Woher kommt der Herr? fragte der Kellner; weiss der Herr nicht, dass man Melibeus erwartet? Zwischen fünf und sechs kommt er hier vorbei ... warten Sie und – hören Sie nicht?

Mir ist, als ob man schon seine Flöten hörte.

Vom Ende des Boulevards herauf kam das schwache Tönen einer Schalmei. Die Menge wurde noch aufgeregter. Der Ton wuchs, kam näher, wurde ganz laut.

O, wie ist das erregend! sagte Angele.

Die sinkende Sonne sandte ihre Strahlen von einem Ende des Boulevards zum andern. Und wie aus diesem Glänze sah man endlich Melibeus herankommen, dem der einfache Ton einer Flöte voranging. Anfangs sah man nichts weiter als so beiläufige Umrisse, als er aber näher kam:

O, wie reizend er ist! sagte Angele.

Als Melibeus vor Tityr gekommen war, hörte sein Flötenspiel auf und er blieb plötzlich stehen; er sah Angele, und da machte man die Beobachtung, dass er nackt war.
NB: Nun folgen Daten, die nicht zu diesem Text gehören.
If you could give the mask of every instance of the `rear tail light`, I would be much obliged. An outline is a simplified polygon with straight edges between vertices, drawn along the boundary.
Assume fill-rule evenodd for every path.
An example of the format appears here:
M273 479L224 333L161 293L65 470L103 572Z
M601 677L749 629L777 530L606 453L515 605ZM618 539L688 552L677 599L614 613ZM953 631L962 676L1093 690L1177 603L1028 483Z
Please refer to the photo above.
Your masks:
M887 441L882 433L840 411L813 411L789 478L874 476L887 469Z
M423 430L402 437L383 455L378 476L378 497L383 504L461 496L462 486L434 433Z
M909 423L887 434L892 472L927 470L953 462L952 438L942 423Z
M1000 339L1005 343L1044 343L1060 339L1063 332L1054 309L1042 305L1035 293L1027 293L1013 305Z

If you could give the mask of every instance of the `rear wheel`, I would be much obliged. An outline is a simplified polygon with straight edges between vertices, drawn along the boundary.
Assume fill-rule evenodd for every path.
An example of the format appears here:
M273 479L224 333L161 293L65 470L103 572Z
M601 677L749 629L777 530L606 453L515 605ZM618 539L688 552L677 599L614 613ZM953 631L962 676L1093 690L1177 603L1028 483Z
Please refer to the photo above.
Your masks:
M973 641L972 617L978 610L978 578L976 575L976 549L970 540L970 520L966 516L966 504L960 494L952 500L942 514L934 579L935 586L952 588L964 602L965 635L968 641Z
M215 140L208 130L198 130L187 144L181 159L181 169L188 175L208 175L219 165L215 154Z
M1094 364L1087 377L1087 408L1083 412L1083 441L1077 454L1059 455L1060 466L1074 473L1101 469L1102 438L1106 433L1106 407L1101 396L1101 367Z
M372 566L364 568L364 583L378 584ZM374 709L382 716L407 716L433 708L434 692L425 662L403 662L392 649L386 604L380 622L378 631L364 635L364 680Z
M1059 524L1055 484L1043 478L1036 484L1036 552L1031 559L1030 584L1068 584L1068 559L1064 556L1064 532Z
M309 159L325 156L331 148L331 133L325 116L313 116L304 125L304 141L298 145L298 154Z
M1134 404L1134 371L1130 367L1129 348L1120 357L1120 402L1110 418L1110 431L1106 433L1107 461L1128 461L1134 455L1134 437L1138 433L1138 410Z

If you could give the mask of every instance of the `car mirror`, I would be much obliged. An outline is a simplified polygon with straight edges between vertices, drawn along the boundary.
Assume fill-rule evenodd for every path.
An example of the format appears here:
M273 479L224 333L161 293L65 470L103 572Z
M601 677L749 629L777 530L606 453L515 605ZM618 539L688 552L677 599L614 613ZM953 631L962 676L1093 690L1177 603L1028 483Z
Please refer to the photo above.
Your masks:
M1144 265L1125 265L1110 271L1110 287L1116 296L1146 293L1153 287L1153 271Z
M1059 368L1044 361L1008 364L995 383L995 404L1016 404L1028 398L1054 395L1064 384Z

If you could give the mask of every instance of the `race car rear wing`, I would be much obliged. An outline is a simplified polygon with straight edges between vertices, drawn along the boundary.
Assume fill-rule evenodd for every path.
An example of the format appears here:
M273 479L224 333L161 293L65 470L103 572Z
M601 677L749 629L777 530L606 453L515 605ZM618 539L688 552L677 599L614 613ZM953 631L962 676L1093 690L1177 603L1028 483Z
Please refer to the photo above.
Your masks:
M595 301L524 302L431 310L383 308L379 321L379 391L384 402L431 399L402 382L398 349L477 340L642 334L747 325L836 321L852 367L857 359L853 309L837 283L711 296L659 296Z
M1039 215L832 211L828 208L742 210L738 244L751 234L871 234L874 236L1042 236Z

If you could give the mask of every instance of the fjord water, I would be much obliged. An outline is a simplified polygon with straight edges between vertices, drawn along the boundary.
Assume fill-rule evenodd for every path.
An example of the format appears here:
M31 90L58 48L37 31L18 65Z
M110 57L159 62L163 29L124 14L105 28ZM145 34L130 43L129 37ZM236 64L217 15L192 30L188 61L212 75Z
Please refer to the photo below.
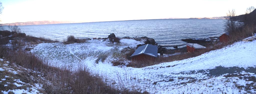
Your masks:
M223 19L173 19L132 20L19 26L28 35L62 41L69 35L80 38L146 36L161 45L186 44L181 39L218 36Z

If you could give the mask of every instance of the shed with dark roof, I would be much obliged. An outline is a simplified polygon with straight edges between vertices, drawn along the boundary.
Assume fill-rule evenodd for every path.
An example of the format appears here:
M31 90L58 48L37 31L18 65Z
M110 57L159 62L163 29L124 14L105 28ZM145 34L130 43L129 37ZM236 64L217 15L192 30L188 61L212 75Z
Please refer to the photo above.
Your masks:
M195 43L187 44L187 52L189 53L197 51L202 49L206 49L206 47Z
M219 37L220 38L220 42L223 43L228 42L229 38L229 33L226 33L223 34Z
M157 47L150 44L142 46L130 57L132 60L154 60L157 57Z

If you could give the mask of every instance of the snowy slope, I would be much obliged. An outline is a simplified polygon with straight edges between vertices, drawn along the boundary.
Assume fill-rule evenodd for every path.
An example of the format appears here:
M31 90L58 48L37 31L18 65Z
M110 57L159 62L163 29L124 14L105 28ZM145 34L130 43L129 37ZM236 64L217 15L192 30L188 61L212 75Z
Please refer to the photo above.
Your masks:
M128 45L130 42L125 40L123 41L127 45L124 43L116 46L109 45L107 42L95 40L64 46L58 43L42 44L35 47L35 52L43 58L50 56L49 60L54 61L55 66L66 66L63 64L65 61L73 67L86 65L92 73L105 74L108 79L116 80L118 83L120 82L118 79L127 81L127 78L129 78L129 81L137 82L152 93L256 93L256 41L239 42L196 57L142 68L113 66L110 63L114 59L111 55L96 64L97 54L86 55L92 52L111 55L115 53L113 51L120 52L122 48L130 46ZM84 48L85 45L93 47ZM58 49L53 47L54 45ZM65 54L51 55L58 54L52 52L56 50Z
M39 73L0 58L0 93L45 93L42 92L43 85L38 79L43 78Z

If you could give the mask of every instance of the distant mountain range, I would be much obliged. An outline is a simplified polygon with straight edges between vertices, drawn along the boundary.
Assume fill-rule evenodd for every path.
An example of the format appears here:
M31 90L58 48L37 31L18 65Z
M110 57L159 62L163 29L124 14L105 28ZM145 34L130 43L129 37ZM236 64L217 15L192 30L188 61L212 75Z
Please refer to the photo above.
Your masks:
M225 17L226 16L222 16L219 17L214 17L211 18L189 18L189 19L225 19Z
M38 21L28 22L15 22L10 23L3 24L4 25L42 25L46 24L64 24L73 23L73 22L68 21Z
M189 19L225 19L225 16L222 16L220 17L214 17L212 18L189 18ZM172 19L177 18L166 18L167 19ZM12 23L6 23L3 24L4 25L43 25L46 24L65 24L69 23L75 23L74 22L68 21L48 21L45 20L43 21L32 21L28 22L15 22Z

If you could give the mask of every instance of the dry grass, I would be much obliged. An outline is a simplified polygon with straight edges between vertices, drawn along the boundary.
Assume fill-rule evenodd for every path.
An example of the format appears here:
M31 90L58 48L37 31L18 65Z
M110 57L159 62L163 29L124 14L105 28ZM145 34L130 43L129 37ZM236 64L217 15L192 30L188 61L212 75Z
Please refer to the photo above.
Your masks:
M10 36L11 34L11 32L8 30L0 31L0 35L2 35L3 37Z
M45 43L53 43L59 42L58 40L53 40L49 39L40 37L39 38L35 37L30 35L27 35L25 37L25 39L28 42L37 44L41 43L42 41Z
M41 82L45 90L43 92L47 93L142 93L136 91L137 89L133 89L139 87L122 89L123 87L119 88L116 85L107 84L103 81L103 76L93 75L88 68L83 66L71 71L68 68L49 66L47 61L41 59L33 53L20 49L10 50L2 46L0 47L0 56L3 56L10 62L40 71L43 74L45 80ZM115 83L112 81L109 83Z
M4 45L9 43L9 38L8 37L2 38L0 39L0 45Z
M69 36L67 37L67 41L63 41L64 44L73 44L74 43L81 43L85 42L86 39L81 39L79 38L76 38L73 36Z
O! sagte Angele, indem sie sich an Tityr lehnte, wie ist er schön! wie schlank und behend sind seine Lenden! wie herrlich seine Flöten!

Tityr war ein bisschen verlegen.

Frag ihn doch, wo er hingeht, sagte Angele.

Wohin gehen Sie? fragte Tityr.

Melibeus antwortete: Eo Romam.

Was hat er gesagt? fragte Angele.

Tityr: Sie verstehen es nicht, Teuerste.

So erklären Sie mir's, sagte Angele.

Romam, fuhr Melibeus fort – Urbem quam dicunt Romam.

Angele: – O! wie ist das köstlich, was er sagt! – Was heisst es eigentlich?

Tityr: – Ich versichere Ihnen, Angele, es ist nicht so köstlich wie Sie meinen; es heisst ganz einfach, dass er nach Rom geht. – Rom! sagte Angele träumerisch – O! ich möchte so gerne Rom sehen!

Melibeus ergriff wieder seine Pfeifen und begann von neuem seine einfache Melodie; bei diesen Klängen sprang Angele ganz erregt auf, trat näher und wie gerade Melibeus seinen Arm bog, nahm sie ihn und beide zogen zusammen den Boulevard hinunter, weiter, immer weiter, bis sie sich in tiefster Dämmerung verloren.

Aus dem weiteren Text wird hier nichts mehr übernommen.